Elements of Great Roadmaps
Strategic Alignment
Roadmaps need a purpose. For a technical team in a business, this purpose should align with the larger business strategy. Chapter 1 covered the basics of building technical goals that align with business goals. Here, the roadmap begins to show the approach to meeting those goals with:
- Clear Connection to Business Goals: Tech roadmaps should be arranged to connect the technical work to the business goal. Swimlanes, color coding, naming conventions, and other techniques can link a specific item on the roadmap back to the business strategy and goals.
- Focus on Value: Emphasize how each item on the roadmap delivers value, in terms of the business goals the roadmap supports. Connect the “what” in the roadmap to the “why” of the goals.
In general, if a business executive picks up a technical roadmap, they should get a sense of what the technology team will deliver in coming quarters and how this supports the business strategy.
Clarity and Communications
Following on the last bit of that last section, a roadmap should be self-explanatory if it is shared or viewed as part of a larger document or update. If a roadmap needs the owner to explain it each time it’s viewed, the roadmap needs to be improved for clarity.
Creating a clear roadmap is somewhat contextual. “Clear” will be subjective depending upon the technical expertise of the “non-technical” employees, upon the industry, upon how new or innovative things might be, and upon how well defined are the business strategy and goals. What’s clear for a highly technical company working in the software market might be confusing for other companies or industries.
In general, keys to creating a clear roadmap will consider these factors:
- Visual Model: Roadmaps show work done over time, so there are several ways to represent this visually. Timelines, swim lanes, and Kanban boards are all examples. There’s a temptation to pack information into a single diagram, but this is typically a mistake. Roadmaps are high-level, so ensure text is easily readable and there is a legend explaining colors/shapes/etc.
- No Surprises: Roadmaps should summarize the shared understanding of team goals and priorities. If anybody involved with the roadmap doesn’t know or understand one of the items, then the team should regroup to discuss why this happened and how to prevent it in the future.
- Easily Available: The roadmap should be easily found, and the people who manage it should be easy to contact for questions. As updates are released, key people involved should receive an update so they can see progress and review next steps.
The main goal of a roadmap is to communicate a view of the future. If the roadmap is unable to do this, if it confuses people, or if stakeholders do not know it exists then the roadmap owners need to regroup and address these problems as quickly as possible.
Flexibility and Adaptability
Roadmaps are not a contract. They are a prediction.
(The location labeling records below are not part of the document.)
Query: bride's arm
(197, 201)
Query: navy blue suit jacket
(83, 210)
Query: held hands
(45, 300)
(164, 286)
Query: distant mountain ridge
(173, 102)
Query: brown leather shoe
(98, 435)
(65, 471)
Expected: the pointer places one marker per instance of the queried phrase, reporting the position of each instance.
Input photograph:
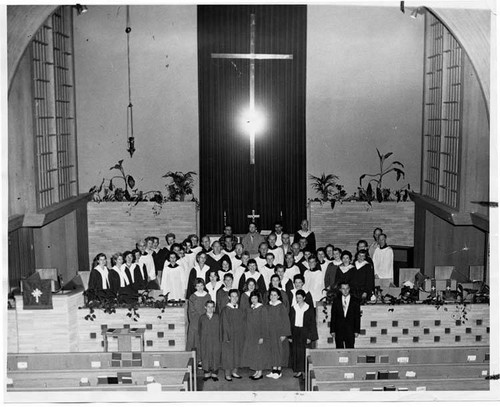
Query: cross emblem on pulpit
(252, 56)
(37, 294)
(253, 215)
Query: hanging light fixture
(130, 121)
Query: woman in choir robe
(223, 293)
(345, 271)
(140, 272)
(200, 270)
(252, 272)
(225, 268)
(196, 308)
(99, 285)
(278, 326)
(213, 284)
(276, 284)
(304, 332)
(210, 342)
(314, 280)
(256, 349)
(172, 279)
(119, 280)
(363, 279)
(304, 232)
(329, 252)
(233, 336)
(249, 287)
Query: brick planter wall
(351, 221)
(117, 226)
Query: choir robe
(293, 301)
(214, 261)
(279, 257)
(196, 308)
(244, 301)
(344, 276)
(173, 282)
(278, 325)
(309, 235)
(300, 336)
(363, 279)
(195, 273)
(95, 289)
(212, 290)
(222, 298)
(261, 262)
(315, 283)
(255, 355)
(233, 336)
(210, 342)
(261, 284)
(267, 272)
(123, 289)
(330, 273)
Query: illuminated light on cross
(253, 116)
(37, 294)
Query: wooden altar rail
(345, 369)
(415, 325)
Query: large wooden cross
(252, 56)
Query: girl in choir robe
(140, 272)
(256, 349)
(210, 342)
(278, 328)
(223, 293)
(200, 270)
(119, 280)
(196, 308)
(213, 284)
(307, 234)
(291, 269)
(298, 282)
(252, 272)
(225, 268)
(172, 279)
(345, 271)
(233, 336)
(304, 332)
(249, 287)
(315, 280)
(99, 285)
(363, 279)
(276, 284)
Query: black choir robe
(233, 336)
(210, 342)
(278, 325)
(299, 337)
(346, 326)
(255, 355)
Items that are closer-in-time have higher confidence while things further out (multiple quarters into the future) are often guesstimates, at best.
With this, it is important for the roadmap owner to clearly explain that the roadmap is a forecast of the future. As with any forecast, it is going to change as new information is revealed and business focus evolves. Thus, a roadmap needs to demonstrate that it is a:
- Living Document: Roadmaps are a prediction or forecast. They predict what the technology team will do in the future to support ongoing business strategy and goals.
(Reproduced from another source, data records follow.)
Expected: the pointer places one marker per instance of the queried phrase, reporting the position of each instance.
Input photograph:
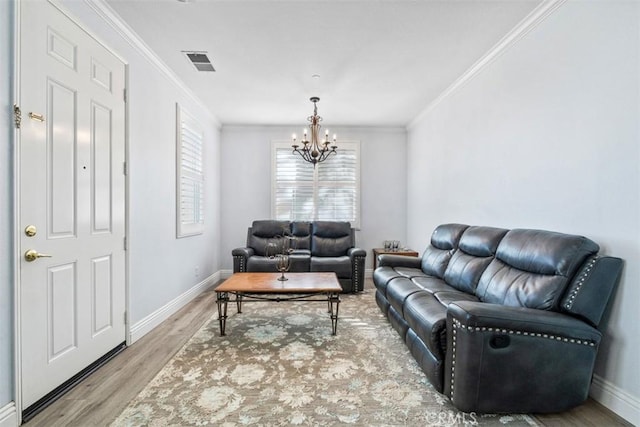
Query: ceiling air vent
(200, 60)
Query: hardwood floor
(99, 399)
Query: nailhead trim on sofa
(581, 280)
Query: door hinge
(17, 116)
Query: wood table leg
(222, 300)
(334, 305)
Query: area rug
(280, 365)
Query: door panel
(72, 189)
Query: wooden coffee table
(321, 287)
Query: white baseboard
(616, 399)
(147, 324)
(8, 415)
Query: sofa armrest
(519, 360)
(240, 256)
(391, 260)
(357, 256)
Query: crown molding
(109, 16)
(533, 19)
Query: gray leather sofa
(501, 321)
(318, 246)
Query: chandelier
(315, 151)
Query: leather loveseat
(501, 321)
(318, 246)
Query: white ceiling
(380, 62)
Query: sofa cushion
(427, 317)
(409, 272)
(298, 263)
(431, 284)
(447, 297)
(301, 233)
(341, 265)
(444, 242)
(398, 290)
(532, 268)
(262, 235)
(330, 239)
(476, 249)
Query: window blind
(330, 192)
(190, 186)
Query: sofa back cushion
(532, 268)
(331, 238)
(444, 242)
(301, 233)
(262, 235)
(476, 250)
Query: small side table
(380, 251)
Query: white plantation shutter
(330, 192)
(190, 174)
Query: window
(190, 175)
(330, 192)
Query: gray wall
(547, 136)
(6, 202)
(246, 185)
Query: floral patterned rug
(279, 365)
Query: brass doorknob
(32, 255)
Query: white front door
(72, 200)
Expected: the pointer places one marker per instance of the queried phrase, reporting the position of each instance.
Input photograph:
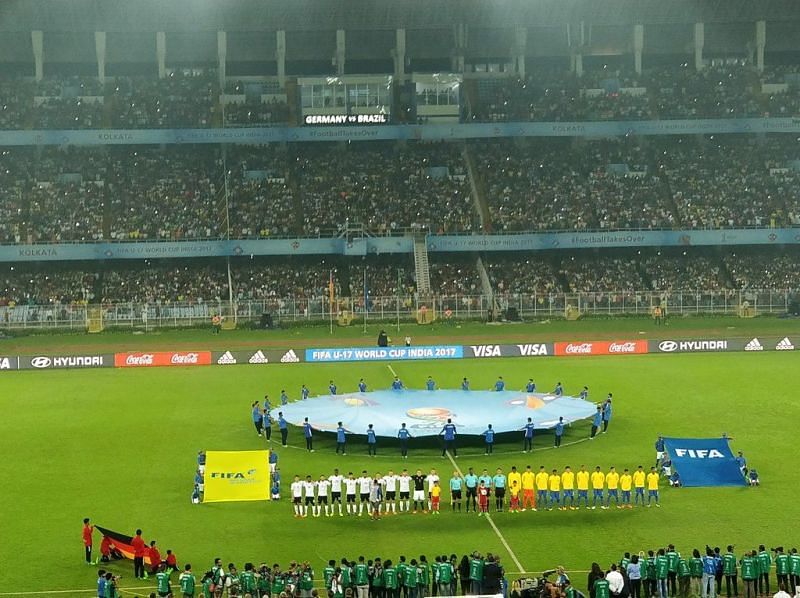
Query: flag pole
(366, 300)
(330, 299)
(398, 300)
- Conversation Starter: As people look at the roadmap, it will inspire questions. Questions may focus on how the roadmap supports larger strategies. Questions might reveal the need for additional coordination between internal teams. If a roadmap leads to questions, that’s a good thing!
Thus, roadmaps are as much a conversation starter as they are a proposal for how to allocate resources or set priorities in future months and quarters.
Scope and Focus
A roadmap needs to address the right level of detail. If it is too detailed, it risks becoming overwhelming to a reader or it might cross over into project planning territory. Too little detail and it’s not useful to anybody.
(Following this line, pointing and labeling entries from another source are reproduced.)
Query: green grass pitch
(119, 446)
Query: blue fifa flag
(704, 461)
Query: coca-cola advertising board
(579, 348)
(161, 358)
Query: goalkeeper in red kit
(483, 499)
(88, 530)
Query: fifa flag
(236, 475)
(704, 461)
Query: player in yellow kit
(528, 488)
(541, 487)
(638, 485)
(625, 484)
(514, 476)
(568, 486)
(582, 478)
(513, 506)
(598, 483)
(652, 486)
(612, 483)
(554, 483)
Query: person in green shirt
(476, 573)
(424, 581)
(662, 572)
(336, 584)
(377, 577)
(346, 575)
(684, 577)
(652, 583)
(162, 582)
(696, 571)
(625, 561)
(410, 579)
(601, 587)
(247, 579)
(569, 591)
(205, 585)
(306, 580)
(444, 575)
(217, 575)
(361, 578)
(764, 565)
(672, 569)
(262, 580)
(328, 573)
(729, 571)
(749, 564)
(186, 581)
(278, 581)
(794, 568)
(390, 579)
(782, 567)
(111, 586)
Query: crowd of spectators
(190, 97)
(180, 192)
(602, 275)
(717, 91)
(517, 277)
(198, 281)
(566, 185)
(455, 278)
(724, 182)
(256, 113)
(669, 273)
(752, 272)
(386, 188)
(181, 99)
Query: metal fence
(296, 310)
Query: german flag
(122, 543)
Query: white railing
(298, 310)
When a roadmap is shared with a larger group, who doesn’t regularly look at the roadmap, the questions the group asks will often indicate if the roadmap is properly scoped. If people say they are confused, there might be too much information and the visualizations or data presentation should be reviewed to simplify things. If people say they aren’t quite clear about the goals, that may mean the roadmap is too vague or high-level.
Roadmaps are never perfect. Welcome the feedback and adjust as needed for audiences. In some situations, there may be a few versions of a roadmap: a highest-level strategic summary, a mid-level priority summary, and a low-level breakdown by team or effort or project. (Note that even the “low-level roadmap” is still a summary when compared to an actual project plan.)
The roadmap should also help a team focus on what will be important in the near future. If the roadmap simply lists a set of goals, that might not help the team understand what is most important or how they can build solutions today that support the goals of next quarter. Roadmaps must incorporate the element of time so that everybody can appropriately work and coordinate.